Pagina:Fior di Sardegna (Racconti).djvu/160


— 158 —

E poi non è che cullare volontariamente per qualche tempo le stesse illusioni, non è che rimettere ad un altro giorno il crollo di queste che pure deve succedere, oggi come domani. — Sì, così va bene, come tu hai pensato.
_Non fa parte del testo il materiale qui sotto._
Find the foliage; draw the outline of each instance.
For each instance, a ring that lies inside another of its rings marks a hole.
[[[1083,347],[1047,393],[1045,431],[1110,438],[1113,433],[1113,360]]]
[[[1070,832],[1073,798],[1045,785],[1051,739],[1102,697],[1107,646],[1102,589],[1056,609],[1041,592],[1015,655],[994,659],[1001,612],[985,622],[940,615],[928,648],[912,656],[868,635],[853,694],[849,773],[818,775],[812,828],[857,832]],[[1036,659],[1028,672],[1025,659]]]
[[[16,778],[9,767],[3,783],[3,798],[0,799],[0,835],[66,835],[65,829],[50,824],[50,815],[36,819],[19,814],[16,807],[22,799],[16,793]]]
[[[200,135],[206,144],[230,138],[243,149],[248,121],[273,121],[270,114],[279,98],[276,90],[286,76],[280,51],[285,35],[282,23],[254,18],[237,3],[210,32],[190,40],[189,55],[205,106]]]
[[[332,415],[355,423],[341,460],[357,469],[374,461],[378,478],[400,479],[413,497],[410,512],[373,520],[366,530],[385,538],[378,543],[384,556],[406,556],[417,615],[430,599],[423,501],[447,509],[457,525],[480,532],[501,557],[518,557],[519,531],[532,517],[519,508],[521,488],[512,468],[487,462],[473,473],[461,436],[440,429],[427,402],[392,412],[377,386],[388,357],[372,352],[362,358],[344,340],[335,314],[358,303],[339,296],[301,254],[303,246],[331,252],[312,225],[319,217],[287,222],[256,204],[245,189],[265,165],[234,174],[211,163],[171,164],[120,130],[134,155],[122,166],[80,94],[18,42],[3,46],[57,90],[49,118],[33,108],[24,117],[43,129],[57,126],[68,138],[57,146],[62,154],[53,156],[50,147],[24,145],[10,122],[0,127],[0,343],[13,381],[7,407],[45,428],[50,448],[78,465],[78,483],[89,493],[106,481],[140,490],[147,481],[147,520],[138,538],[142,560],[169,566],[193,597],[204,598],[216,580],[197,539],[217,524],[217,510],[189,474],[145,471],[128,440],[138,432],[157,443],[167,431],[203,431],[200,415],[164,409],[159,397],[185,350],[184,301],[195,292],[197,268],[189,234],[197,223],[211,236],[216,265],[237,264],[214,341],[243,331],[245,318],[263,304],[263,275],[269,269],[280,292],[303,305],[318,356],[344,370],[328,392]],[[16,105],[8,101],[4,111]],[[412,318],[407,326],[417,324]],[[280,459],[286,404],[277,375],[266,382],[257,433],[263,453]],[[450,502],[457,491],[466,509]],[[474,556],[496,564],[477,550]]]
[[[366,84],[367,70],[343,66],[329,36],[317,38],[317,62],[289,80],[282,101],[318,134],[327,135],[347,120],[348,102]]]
Accetterai l’amore di Ferragna e protetta da questo continuerai ad amarmi sino al giorno in cui potremo amarci a fronte alta e cuore sicuro.

«Sarà per lui un colpo terribile... quando vedrà sfuggirsi di mano la sponda fiorita che credeva di aver afferrato, lo so e lo sento pensando allo spasimo che proverei nel perderti, Lara mia adorata; ma giacchè tu non puoi formare nello stesso tempo la felicità di due cuori, è d’uopo che ne spezzi uno. A te la scelta: se tu credi che Marco sia più degno di me, se sei certa che con lui sarai più felice che con me, che non posso offrirti nè ricchezze nè onori, ma solo un’anima che vive solo per te, perchè tu l’ami, una intera giovinezza di sogni, di sorrisi, il primo fiore, l’ultimo fiore di una vita tutta tua... oh, Lara, io chinerò lo stesso il capo senza un lamento e nell’oscurità dei miei giorni deserti e solitari vivrò — se vivrò, — almeno con un raggio lontano di luce che sarà il riflesso della tua felicità. Il velo più denso sarà steso sul nostro passato, vivremo come se non ci fossimo mai conosciuti, e tu, per far tacere la voce del rimorso che ti ricorderà esservi nel mondo una povera esistenza, infelice perchè un tempo da te amata, dirai a te stessa: Fu un sogno!»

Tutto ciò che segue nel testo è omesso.